Custom Service Account with KFP pipelines in Vertex AI


Trying to use a specific (not-default) service account for running kfp pipelines in VertexAI. JSON keys are not an option.

Ideally gets both project ID and credentials using google.auth.default(), as suggested in google.auth user guide.

So far, I've tried:

  1. Using deprecated kfp.v2.google.client.AIPlatformClient, client instantiated with project ID specified and running the pipeline with create_run_from_spec with service_account keyword argument
  2. Using google.cloud.aiplatform.pipeline_jobs.PipelineJob, object instantiated with project ID, pipeline run with submit and service_account kwarg
  3. Creating new run from cloud UI (and the JSON file created by compiling the pipeline) with service account specified.

I've tried all three with both the actual pipeline (running on custom built containers) and a minimal working example (using lightweight python components). In all cases, when I run creds, project = google.auth.default() and then printing the project and creds.service_account_email, I get a project ID I don't recognize (always the same one in all cases) and default for the service account email.

I think I must be doing something wrong, but I can't figure out what. It seems like the configuration I'm passing to the pipeline run isn't being used at all.

For reference, the MWE:

 from kfp.v2 import dsl

@dsl.component(packages_to_install=['google-auth'])
def check_auth(name:str) -> str:
    import google.auth
    creds,project = google.auth.default()
    print(f'Project is: {project}')
    print(f'Got creds for: {creds.service_account_email}')
    return project

@dsl.pipeline(
    name='adc-mwe-pipeline'
)
def pipeline() -> str:
    auth_check = check_auth(name='name')
    return auth_check.output


from google.cloud.aiplatform import pipeline_jobs
from kfp.v2 import compiler

compiler.Compiler().compile(pipeline_func=pipeline, package_path='mwe.json')

start_pipeline = pipeline_jobs.PipelineJob(
    display_name='mwe',
    template_path='mwe.json',
    location='some-location',
    project='my-project',
    enable_caching=False
)

start_pipeline.submit(service_account="my-service-account")

Solution

  • Figured out the correct way to use application default credentials is to not invoke credentials explicitly at all.

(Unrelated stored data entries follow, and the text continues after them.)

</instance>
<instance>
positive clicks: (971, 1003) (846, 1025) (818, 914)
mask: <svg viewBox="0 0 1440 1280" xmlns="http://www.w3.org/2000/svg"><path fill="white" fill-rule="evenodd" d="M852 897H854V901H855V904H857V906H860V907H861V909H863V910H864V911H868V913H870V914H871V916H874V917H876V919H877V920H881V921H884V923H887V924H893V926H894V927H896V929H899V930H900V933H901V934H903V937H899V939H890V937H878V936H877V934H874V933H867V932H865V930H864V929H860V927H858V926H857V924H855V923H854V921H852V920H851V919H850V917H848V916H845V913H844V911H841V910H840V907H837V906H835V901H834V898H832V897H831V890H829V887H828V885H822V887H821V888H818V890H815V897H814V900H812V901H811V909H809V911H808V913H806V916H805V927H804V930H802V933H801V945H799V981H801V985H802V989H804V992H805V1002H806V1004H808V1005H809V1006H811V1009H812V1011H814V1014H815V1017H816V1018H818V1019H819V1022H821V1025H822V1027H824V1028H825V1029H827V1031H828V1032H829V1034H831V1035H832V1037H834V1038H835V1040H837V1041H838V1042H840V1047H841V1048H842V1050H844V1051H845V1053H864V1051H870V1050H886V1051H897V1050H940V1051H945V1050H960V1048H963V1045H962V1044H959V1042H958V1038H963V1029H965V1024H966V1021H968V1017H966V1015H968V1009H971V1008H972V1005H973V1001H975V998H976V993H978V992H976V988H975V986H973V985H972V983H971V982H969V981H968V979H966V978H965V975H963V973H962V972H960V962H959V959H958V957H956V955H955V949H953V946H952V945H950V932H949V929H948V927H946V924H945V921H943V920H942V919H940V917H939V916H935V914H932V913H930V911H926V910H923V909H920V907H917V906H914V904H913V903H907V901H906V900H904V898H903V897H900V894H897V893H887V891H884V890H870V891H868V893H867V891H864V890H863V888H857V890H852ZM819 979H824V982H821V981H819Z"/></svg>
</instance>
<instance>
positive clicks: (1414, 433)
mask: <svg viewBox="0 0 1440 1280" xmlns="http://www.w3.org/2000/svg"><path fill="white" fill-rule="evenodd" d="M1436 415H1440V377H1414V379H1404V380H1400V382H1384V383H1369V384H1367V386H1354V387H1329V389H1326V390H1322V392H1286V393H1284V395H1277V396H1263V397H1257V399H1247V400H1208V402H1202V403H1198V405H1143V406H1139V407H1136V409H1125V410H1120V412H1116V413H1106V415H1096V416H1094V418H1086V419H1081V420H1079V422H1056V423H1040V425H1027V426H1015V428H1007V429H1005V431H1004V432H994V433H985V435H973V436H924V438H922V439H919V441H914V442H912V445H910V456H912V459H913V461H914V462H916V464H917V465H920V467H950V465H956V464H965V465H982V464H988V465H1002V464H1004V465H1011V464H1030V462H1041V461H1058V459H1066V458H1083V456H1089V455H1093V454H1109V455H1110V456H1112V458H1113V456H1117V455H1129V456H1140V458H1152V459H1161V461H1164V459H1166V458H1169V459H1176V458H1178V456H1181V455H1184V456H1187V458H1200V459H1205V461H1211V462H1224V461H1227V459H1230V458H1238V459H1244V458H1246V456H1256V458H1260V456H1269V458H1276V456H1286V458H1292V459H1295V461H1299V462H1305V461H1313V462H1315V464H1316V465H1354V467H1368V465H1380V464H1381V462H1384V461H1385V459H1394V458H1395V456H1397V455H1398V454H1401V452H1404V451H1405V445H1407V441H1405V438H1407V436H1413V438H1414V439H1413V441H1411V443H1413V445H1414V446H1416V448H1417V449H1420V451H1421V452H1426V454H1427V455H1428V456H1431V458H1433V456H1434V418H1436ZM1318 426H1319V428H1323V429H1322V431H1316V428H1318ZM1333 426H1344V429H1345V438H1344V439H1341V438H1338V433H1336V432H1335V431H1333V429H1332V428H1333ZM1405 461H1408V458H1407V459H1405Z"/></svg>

    So, for example, with BigQuery:

    from google.cloud import bigquery
    client = bigquery.Client(project='my_project')
    query_job = client.query(some_sql_query)
    

    Running this in the Compute Engine instance or a component in a pipeline will use the credentials of the service account attached to the Compute Engine instance or the service account used to submit the pipeline (as in the question).

    Hope this helps someone else. Quite frustrating that it isn't documented clearly.